王府的門房小廝見了他明顯一愣,道:“呦,這不是駙馬爺嗎?您怎麼親自上咱們王府來了,王爺他……”

賀顧道:“他還沒回來麼?”

小廝連忙道:“回駙馬爺的話,王爺確還沒回來,這些時日咱們王爺忙著處理朝務,整日忙的腳不沾地的,眼下這天還沒黑,這個時候……往日王爺起碼都還得再過一個多時辰才回府呢,要不您先回吧?等王爺回來了,小的再……”

賀顧道:“不必了,我就上裡頭去等著他。”

又看著那發呆的門房小廝道:“帶路吧。”

小廝這才回過神來,賀顧身份貴重,又是王爺的親姐夫,他自然不敢輕易推拒,隻好一邊賠笑一邊領著賀顧進了王府的正門。

恪王府雖也在西大街,距離公主府近的不能說一牆之隔,卻也已經算不得遠了,分明是一母同胞兩“姐弟”的府宅,規製卻差的天遠,一麵是整個城西占地最廣、便是賜予親王為宅邸也不為過、皇後娘娘親自叫內廷、內務二司布置修葺的慶國長公主府;一麵是明明主人是貨真價實的一品親王,卻普普通通、低調到幾乎看不出一點主人家也是皇族的恪親王府。

王府並不大,賀顧跟著那小廝進了二道門在茶廳落座,也不過是半盞茶的功夫,小廝叫丫頭傳了茶便自退去了,獨留下賀顧和征野主仆二人在茶廳裡坐著。

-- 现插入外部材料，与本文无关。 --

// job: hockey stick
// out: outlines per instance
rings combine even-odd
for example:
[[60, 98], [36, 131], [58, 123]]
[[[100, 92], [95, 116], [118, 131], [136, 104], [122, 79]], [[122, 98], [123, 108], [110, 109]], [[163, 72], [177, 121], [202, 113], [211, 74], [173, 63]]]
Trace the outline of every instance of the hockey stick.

很快外頭便傳來了一個腳步聲,不是彆人,卻是聞訊而來的蘭疏。

多日不見她,賀顧知道蘭疏雖換了個名字和身份,卻仍在三殿下身邊當差。

蘭疏的身份自然是和尋常仆婢不同的,不僅因著她自小照看三殿下長大,更因著賀顧每每一見了蘭疏,便會想起當初三殿下還是“長公主”時,那段在公主府近乎無憂無慮的時光。

他站起身來笑道:“蘭姨,你怎麼來了。”

蘭疏趕忙把手帕彆在腰上,一邊跨進門來一邊擺手道:“駙馬爺快坐下,還用得著起身和奴婢打招呼麼?豈不折煞了奴婢?”

又和門邊垂首侍著的婢女道:“這麼冷的天,就放駙馬爺在這坐著?怎麼這樣沒有眼力見,還不快去取盆炭火來?”

丫鬟們聞言,趕忙依言轉身取炭火去了。

賀顧笑道:“我來前又不是不知道天寒,身上穿得厚實著呢,凍不著哪兒去,蘭姨不必替我擔心。”

蘭疏一邊和他見了禮,一邊道:“駙馬爺年紀小,不知道月……額,不知道倘若這時候落了寒病的厲害,以後年紀大了可有的受呢,莫說傻話。”

賀顧心頭一動,立刻明白過來,蘭疏這多半也是知道了。

蘭疏抬頭不著聲色的用餘光掃了一圈,見除了賀顧與征野再沒有第三個人了,心裡不由得微微有些失望。

賀顧這次看出了她的心思,笑道:“雙雙年紀還小,不好帶她出門,蘭姨若想瞧他,改日上公主府看就是了。”

蘭疏被他看出心思,倒也不尷尬,聞言隻笑道:“那奴婢改日可得好好去瞧瞧咱們小郡主,生的什麼俊俏模樣?想必定然是像……像……”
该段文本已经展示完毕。